Asked about China’s willingness to grant Australia site visits to reactors using Australian uranium as part of a bilateral arrangement, officials say the two situations simply can’t be compared. “As a nuclear weapon state, no Chinese uranium conversion facility is covered by IAEA safeguards and many of their other facilities are also not safeguarded or actively monitored. So instead of accepting the more stringent IAEA safeguards – which we say we are prepared to do – the Chinese have given the Australians this sop of site visits,” the official argued.
Problems of sequencing
As the end-game approaches, the Indian side also says it is coming under renewed U.S. pressure on the sequencing of next steps.
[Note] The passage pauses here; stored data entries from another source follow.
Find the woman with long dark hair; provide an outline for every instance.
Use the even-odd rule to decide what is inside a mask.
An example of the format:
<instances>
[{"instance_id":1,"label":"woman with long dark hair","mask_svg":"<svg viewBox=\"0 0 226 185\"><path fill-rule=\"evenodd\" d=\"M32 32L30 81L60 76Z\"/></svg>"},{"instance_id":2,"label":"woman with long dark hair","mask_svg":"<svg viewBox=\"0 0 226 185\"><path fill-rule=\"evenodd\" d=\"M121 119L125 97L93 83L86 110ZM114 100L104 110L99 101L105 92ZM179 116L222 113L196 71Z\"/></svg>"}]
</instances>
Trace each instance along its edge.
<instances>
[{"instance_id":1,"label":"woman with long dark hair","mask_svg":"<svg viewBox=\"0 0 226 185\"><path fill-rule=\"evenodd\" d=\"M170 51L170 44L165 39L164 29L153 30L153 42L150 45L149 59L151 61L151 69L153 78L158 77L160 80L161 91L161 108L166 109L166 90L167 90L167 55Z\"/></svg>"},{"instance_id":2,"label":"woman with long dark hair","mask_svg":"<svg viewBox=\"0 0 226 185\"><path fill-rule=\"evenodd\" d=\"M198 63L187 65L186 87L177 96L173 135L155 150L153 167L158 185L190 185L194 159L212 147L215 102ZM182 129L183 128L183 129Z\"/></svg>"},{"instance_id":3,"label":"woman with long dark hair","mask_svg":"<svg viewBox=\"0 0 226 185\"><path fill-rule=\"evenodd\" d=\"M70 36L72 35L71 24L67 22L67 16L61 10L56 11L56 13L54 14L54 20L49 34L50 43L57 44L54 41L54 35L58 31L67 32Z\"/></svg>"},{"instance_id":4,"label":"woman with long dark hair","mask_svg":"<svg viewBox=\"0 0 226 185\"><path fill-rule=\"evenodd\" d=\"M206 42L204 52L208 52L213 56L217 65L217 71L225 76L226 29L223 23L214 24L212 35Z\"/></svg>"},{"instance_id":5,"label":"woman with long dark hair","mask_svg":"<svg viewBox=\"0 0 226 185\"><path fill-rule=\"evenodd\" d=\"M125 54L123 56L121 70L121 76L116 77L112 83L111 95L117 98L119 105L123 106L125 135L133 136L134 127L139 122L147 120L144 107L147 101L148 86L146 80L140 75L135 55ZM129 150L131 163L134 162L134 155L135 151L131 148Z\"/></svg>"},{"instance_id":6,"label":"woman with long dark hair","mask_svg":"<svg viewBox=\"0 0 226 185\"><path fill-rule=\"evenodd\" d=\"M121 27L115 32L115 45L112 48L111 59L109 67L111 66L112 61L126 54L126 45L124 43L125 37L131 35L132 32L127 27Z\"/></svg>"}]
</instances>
In particular, the U.S. wants India to take its safeguards agreement talks with the IAEA all the way up to formal approval by the IAEA board before presenting the final 123 agreement to Congress for approval.
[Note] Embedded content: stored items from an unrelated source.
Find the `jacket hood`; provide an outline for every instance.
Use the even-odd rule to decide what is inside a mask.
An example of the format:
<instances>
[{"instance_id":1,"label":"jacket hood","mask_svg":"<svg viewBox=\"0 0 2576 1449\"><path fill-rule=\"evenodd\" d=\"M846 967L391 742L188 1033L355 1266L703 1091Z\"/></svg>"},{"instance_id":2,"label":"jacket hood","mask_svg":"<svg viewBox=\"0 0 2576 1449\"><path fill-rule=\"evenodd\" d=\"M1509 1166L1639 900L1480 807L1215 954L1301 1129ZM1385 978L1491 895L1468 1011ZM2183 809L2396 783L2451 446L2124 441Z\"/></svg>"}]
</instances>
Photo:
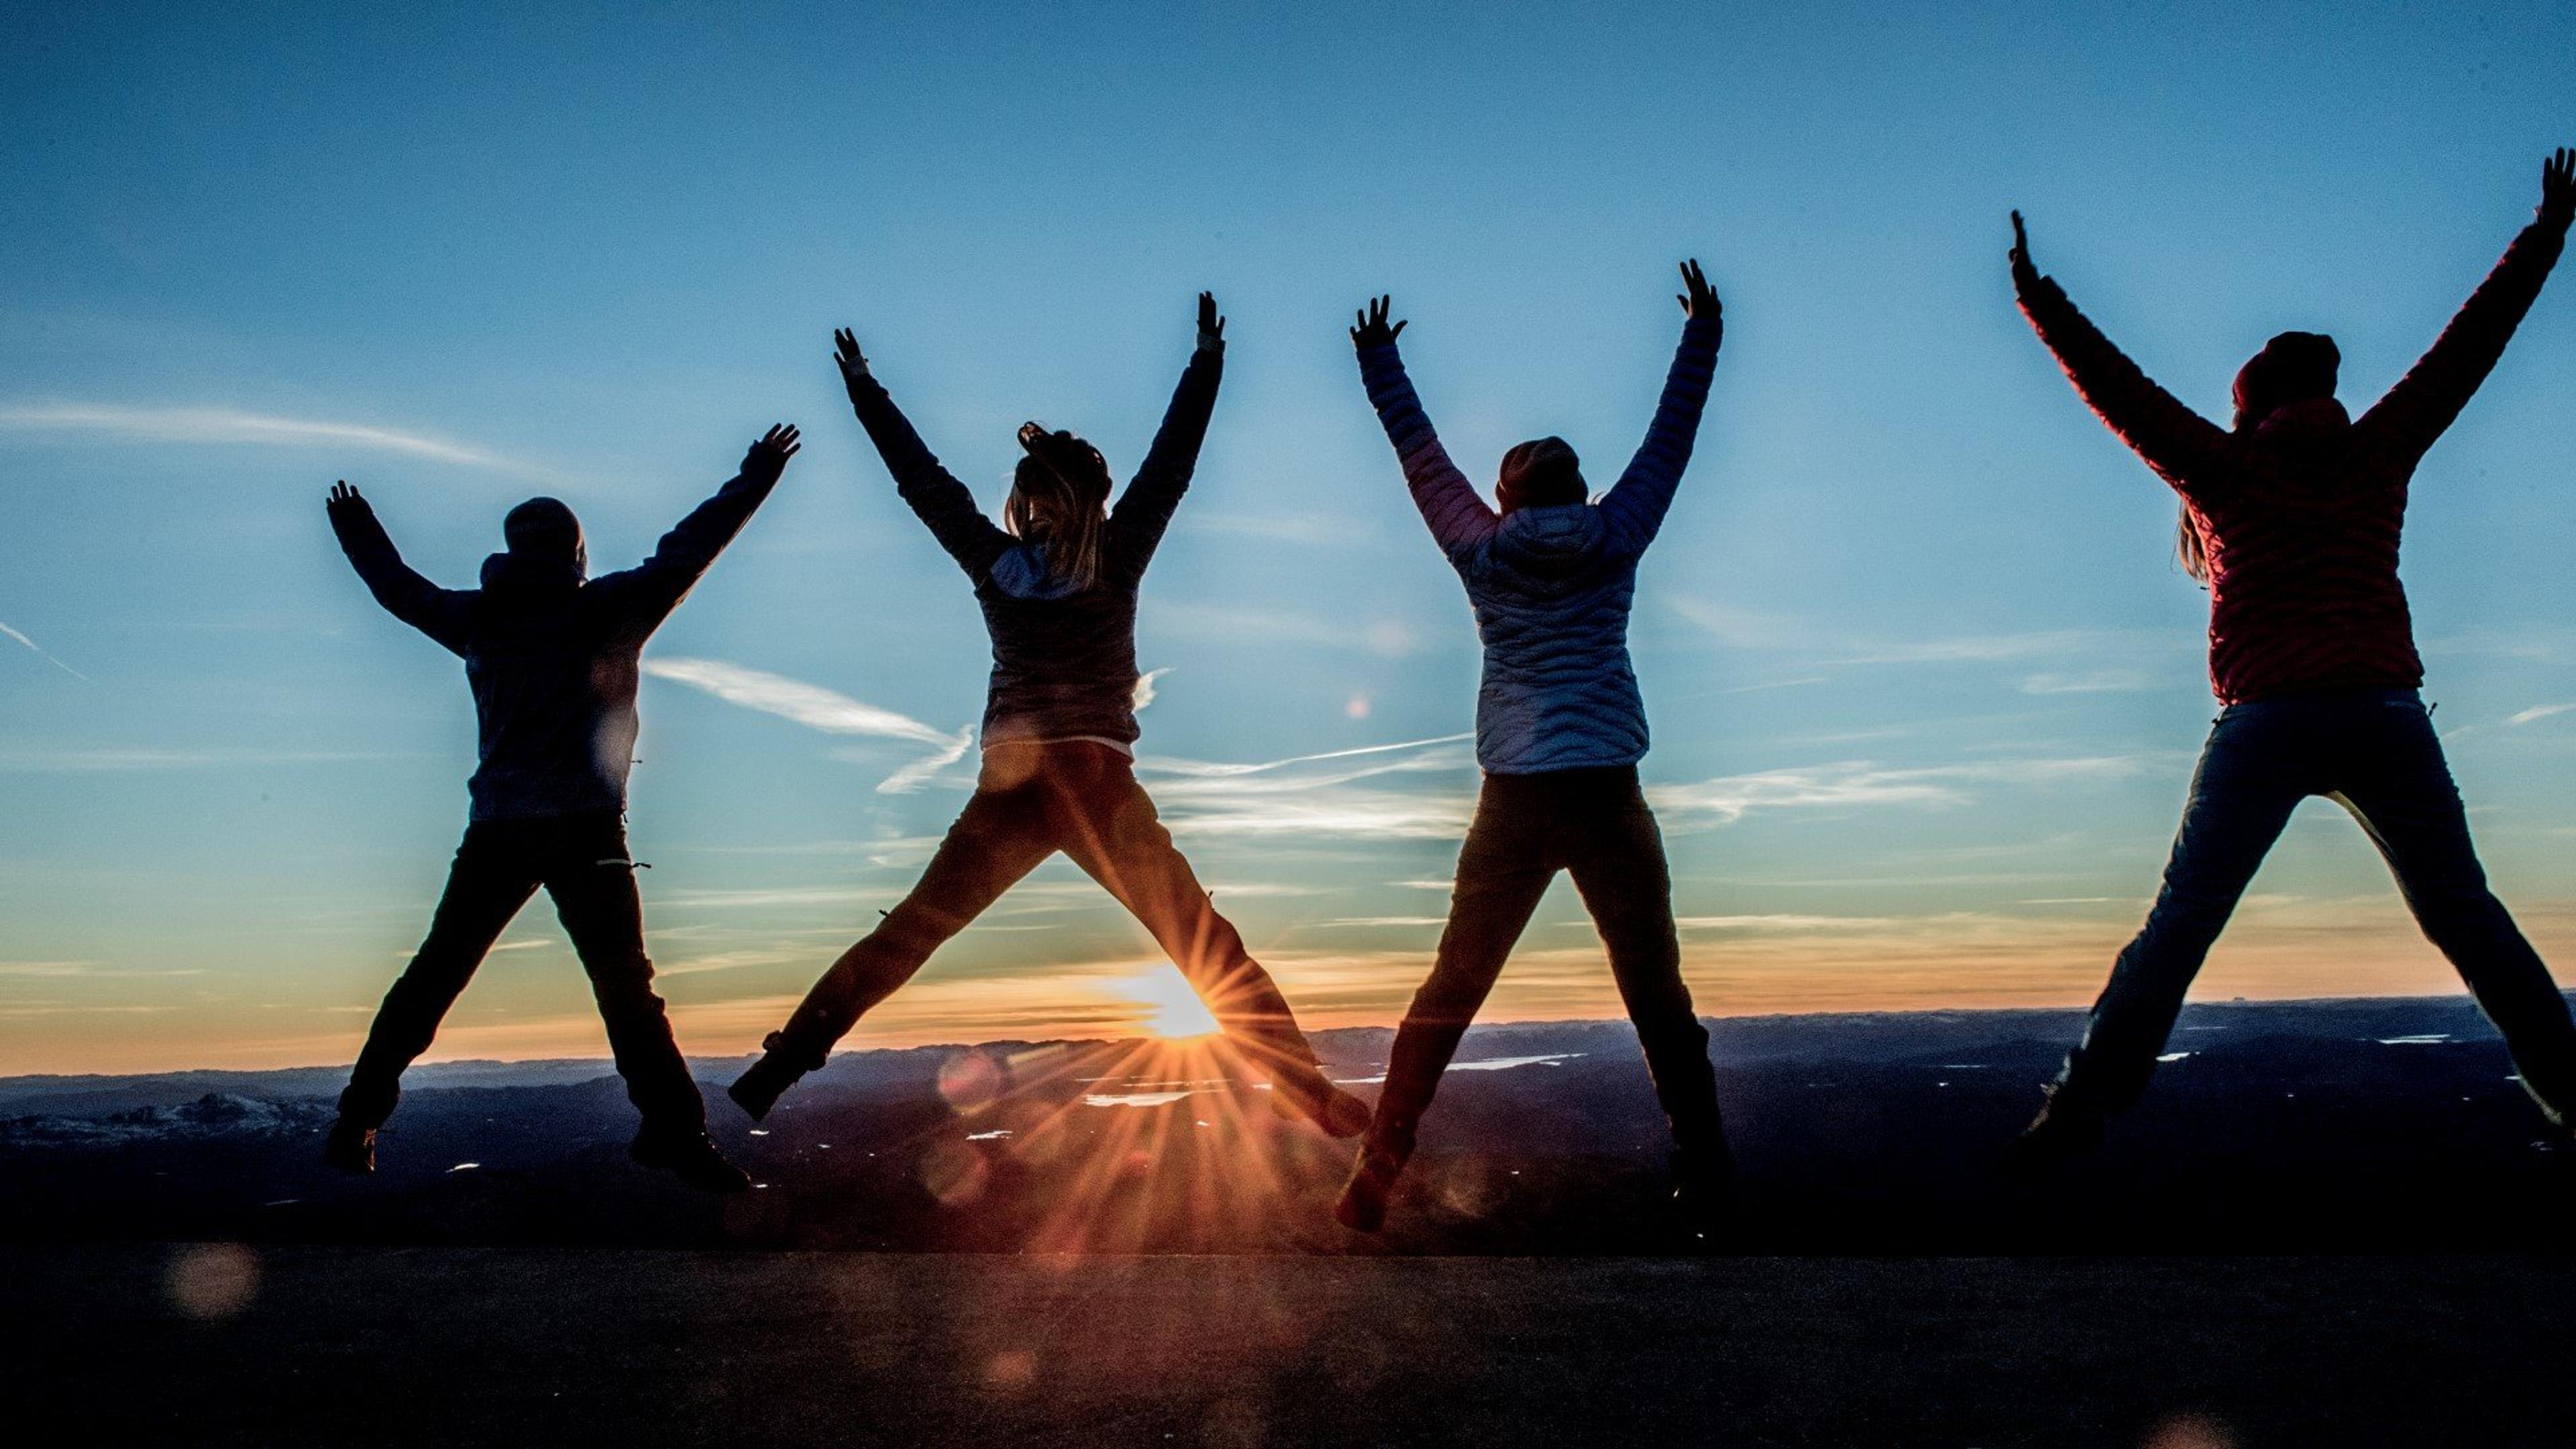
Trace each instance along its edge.
<instances>
[{"instance_id":1,"label":"jacket hood","mask_svg":"<svg viewBox=\"0 0 2576 1449\"><path fill-rule=\"evenodd\" d=\"M1608 534L1601 510L1590 503L1515 508L1494 534L1494 553L1530 573L1571 573L1601 552Z\"/></svg>"},{"instance_id":2,"label":"jacket hood","mask_svg":"<svg viewBox=\"0 0 2576 1449\"><path fill-rule=\"evenodd\" d=\"M2315 443L2340 436L2352 426L2352 414L2343 404L2330 397L2301 398L2272 409L2254 427L2254 435L2270 443Z\"/></svg>"},{"instance_id":3,"label":"jacket hood","mask_svg":"<svg viewBox=\"0 0 2576 1449\"><path fill-rule=\"evenodd\" d=\"M568 596L581 588L583 573L578 558L496 553L483 560L483 591L531 601Z\"/></svg>"}]
</instances>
This American insistence has also led some members of the NSG to demand that the cartel not alter its rules until the IAEA Board first approves India’s safeguards agreement.
Given the political nature of the approvals process by the IAEA Board, Indian officials are not at all happy with this proposed sequencing. “Once the Board approves a safeguards agreement, it is more or less frozen, and it would be next to impossible to make changes,” one official said. India, he added, had no problem bringing its safeguards agreement up to the point where it was ready to be presented to the Board but wanted to wait for NSG and U.S. Congress clearance first before submitting the document to the IAEA Board for approval.
“Quite frankly, the U.S. ideas on sequencing make no sense,” a senior official said. “Is the U.S. prepared to approve the India-specific safeguards agreement in Vienna when its own Congress has still not approved the bilateral cooperation agreement with India?” But U.S. negotiators are citing the Hyde Act, which stipulates that all steps barring India’s signature on its safeguards agreement must be completed before the 123 agreement can be approved.